The band picnic was, back in that simpler era of the mid-Sixties in the heartland, a wholesome, well-chaperoned affair. Activities and intentions were reasonably pure. Swimsuits were modest by today's standards, and even the shorts the girls wore reached almost to their knees. And when it came time for the dance, we all changed into the better clothes we had brought--the boys into slacks, and the girls into dresses.

I can't speak for anyone else--especially the older, more sophisticated ninth-graders--but to this young lad the girls were nothing less than fascinating aliens. I was at once drawn to and repelled by them. I couldn't take my eyes off them, but approaching them ignited primal vibrations that threatened to tear my body apart limb from limb. I wanted to talk to them, to carry on witty, urbane conversations, but all that came out were stumbling, stupid stutterings that, I was sure, made me the butt of every joke told behind my back. The girls--even those younger than I--were cool, calm, and maddeningly mature. They didn't seem the least affected by the same churnings and misgivings that plagued me.

But as the afternoon wore on, and the tunes spun on the record changer switched to a tempo I could master with two left feet, I sucked in my courage and asked Bonnie Smith for the next dance. Bonnie was cute, and popular, and I don't know where I found the nerve to imagine she would ever condescend to dance with me, but, to my surprise, she did.

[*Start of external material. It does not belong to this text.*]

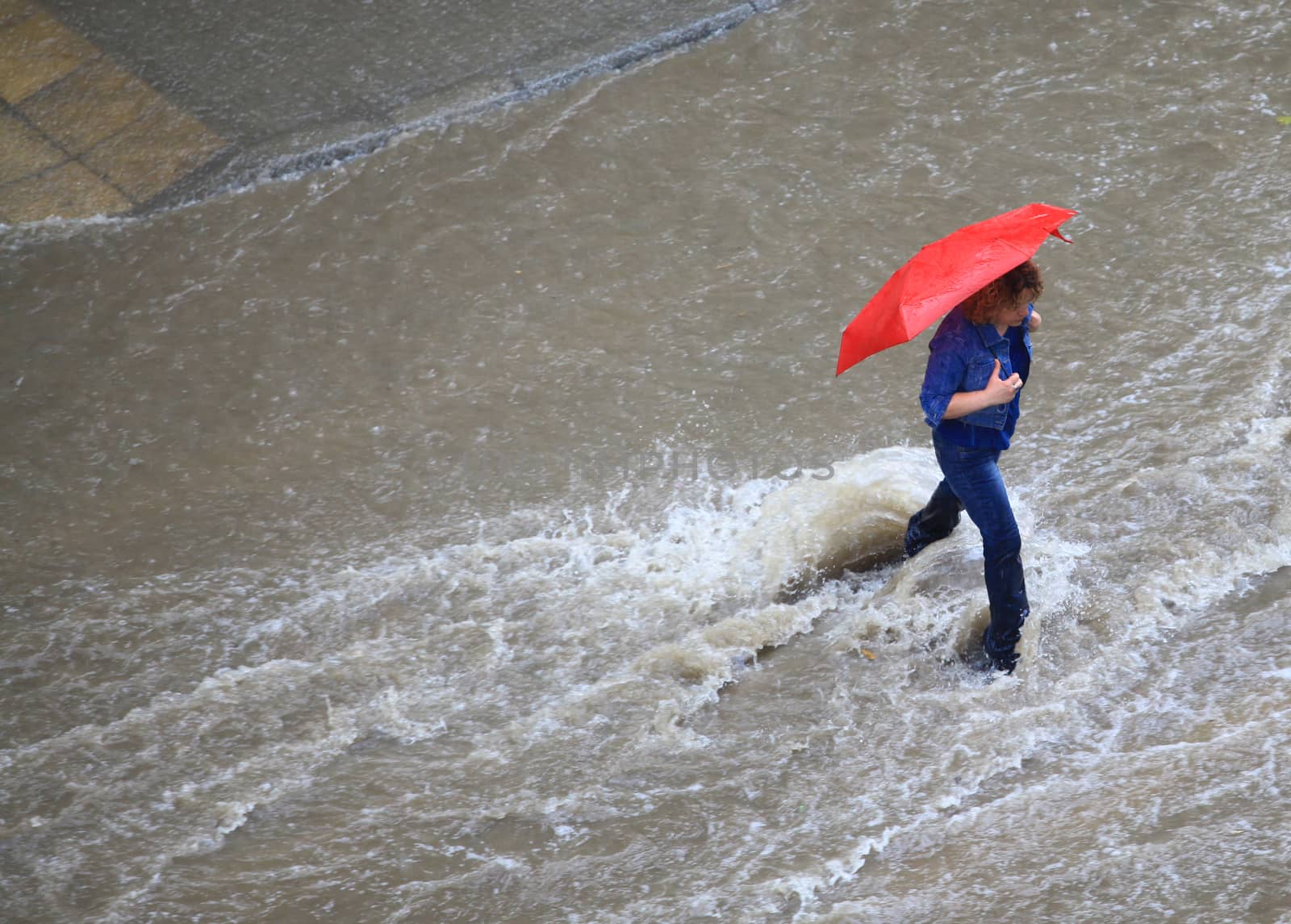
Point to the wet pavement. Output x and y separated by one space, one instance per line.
107 110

Hands have never been so clammy as those I clumsily used to draw her close. One hand to hers, the other to the small of her back--and I didn't know whether to shout or faint. I held her like a fragile china doll, not daring to breech the hallowed distance between our two shuffling bodies. The title of the song being played is forever gone; the names of anyone else in the room have long since been forgotten; the day of the week, the condition of the weather, and what we ate at our picnic--all now gone from the memory.

But the magical and mysterious moment when my hand dared to make contact with the back of that pretty pastel blue dress and take her small hand in mine, and the delightful surprise that Bonnie smiled at me, and actually seemed to enjoy herself, well, those memories are forever etched into the dusty halls of my now middle-aged brain.

The Life-Dance

How uneasily, even fearfully we approach the Life-Dance we are invited to have with the Lord--our holy Groom. There comes that sweet moment when we accept His unconditional love in the form of our eternal salvation. We reach out and take it--often in the abstract: the invisible God's love extended by grace, words of coaxing proffered often by a preacher. It is so easy that once we grasp that ease, we think that that is all there is. A done deal. Finis.

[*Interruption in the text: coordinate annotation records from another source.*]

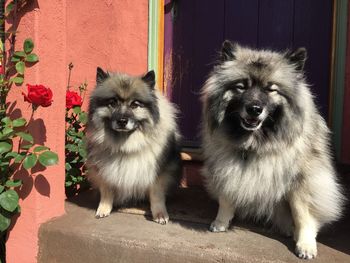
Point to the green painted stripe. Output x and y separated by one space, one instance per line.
339 74
153 35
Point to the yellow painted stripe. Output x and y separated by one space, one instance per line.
160 71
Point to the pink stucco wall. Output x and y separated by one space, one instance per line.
112 34
108 33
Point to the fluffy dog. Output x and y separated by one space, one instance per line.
133 148
266 146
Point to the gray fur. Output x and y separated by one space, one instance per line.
285 161
139 158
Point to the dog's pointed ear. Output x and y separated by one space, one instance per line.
150 78
101 75
297 58
228 50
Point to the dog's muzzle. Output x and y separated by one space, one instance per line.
252 116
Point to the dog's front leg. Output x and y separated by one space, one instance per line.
306 227
106 202
157 200
224 216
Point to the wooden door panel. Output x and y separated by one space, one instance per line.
200 26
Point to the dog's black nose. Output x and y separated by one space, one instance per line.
254 110
122 122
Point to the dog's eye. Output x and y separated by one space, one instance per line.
240 86
272 88
135 104
112 102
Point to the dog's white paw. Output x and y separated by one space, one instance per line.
218 226
306 250
161 218
103 210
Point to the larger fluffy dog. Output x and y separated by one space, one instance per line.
132 143
266 146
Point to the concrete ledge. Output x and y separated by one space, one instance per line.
129 236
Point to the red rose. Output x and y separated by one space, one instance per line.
38 95
73 99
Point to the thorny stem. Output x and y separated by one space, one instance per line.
70 66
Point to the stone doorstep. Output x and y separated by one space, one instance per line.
130 236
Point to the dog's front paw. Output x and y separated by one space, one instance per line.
306 250
218 226
161 218
103 210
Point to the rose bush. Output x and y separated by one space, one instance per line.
38 95
75 151
19 150
73 99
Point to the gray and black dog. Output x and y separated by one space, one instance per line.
133 150
266 146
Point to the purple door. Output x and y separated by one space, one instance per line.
195 30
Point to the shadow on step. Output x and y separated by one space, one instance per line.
193 209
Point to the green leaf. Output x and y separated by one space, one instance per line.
48 158
32 58
14 183
76 109
6 131
40 148
20 54
6 121
11 155
68 167
25 136
20 122
20 67
17 80
4 222
15 59
82 152
5 147
30 161
72 148
10 7
9 200
26 146
83 117
28 45
19 158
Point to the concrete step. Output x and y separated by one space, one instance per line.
130 236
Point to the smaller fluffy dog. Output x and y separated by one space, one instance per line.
266 146
132 138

But then we come to realize that instead of taking up residence we've only cracked open the door--that though our eternity is secured, there has yet to occur the full-flowering of our salvation. We must step out and take the hand of our new Savior, we must risk our reputation and safety to conduct the rest of our lives in His company.

It is a dance--an exquisite, breathtaking dance with the dearest object of our affection. He is, in every sense of the word, our lover: tender, understanding, intimate. He stands before us with outstretched arms, saying, "Take my hand. Come into my arms, and I will show you things you've never dared to dream. Trust me to lead you through every step, every turn that would have been too much for you alone. I love you with all my heart; with all my body I gave myself for you. Come into my arms."

But we stand there with knees knocking and palms sweating. We've never done this before! Can't we just admire from afar?

"You may," He says, so full and rich with grace. "But then you'll never become what I have planned for you. You will never reach that full potential unless you risk it all to come dance with Me."

So with clammy hands and a lump in our throat, we step forward, take His hand... and begin the Dance.




Our invitation to the Dance comes from the cross. Everything begins there. The cross is the navel of all eternity: everything before the cross accelerates toward it--everything after looks back to it as its source.

The Christian's deep, visceral longing to be with the Lord is based--at least in part--on what Christ did at Calvary. Our love for Him is based on the Spiritual and historical truth that He loved us first, with a love so profound and complete as to cast into shadow any similar expression of man.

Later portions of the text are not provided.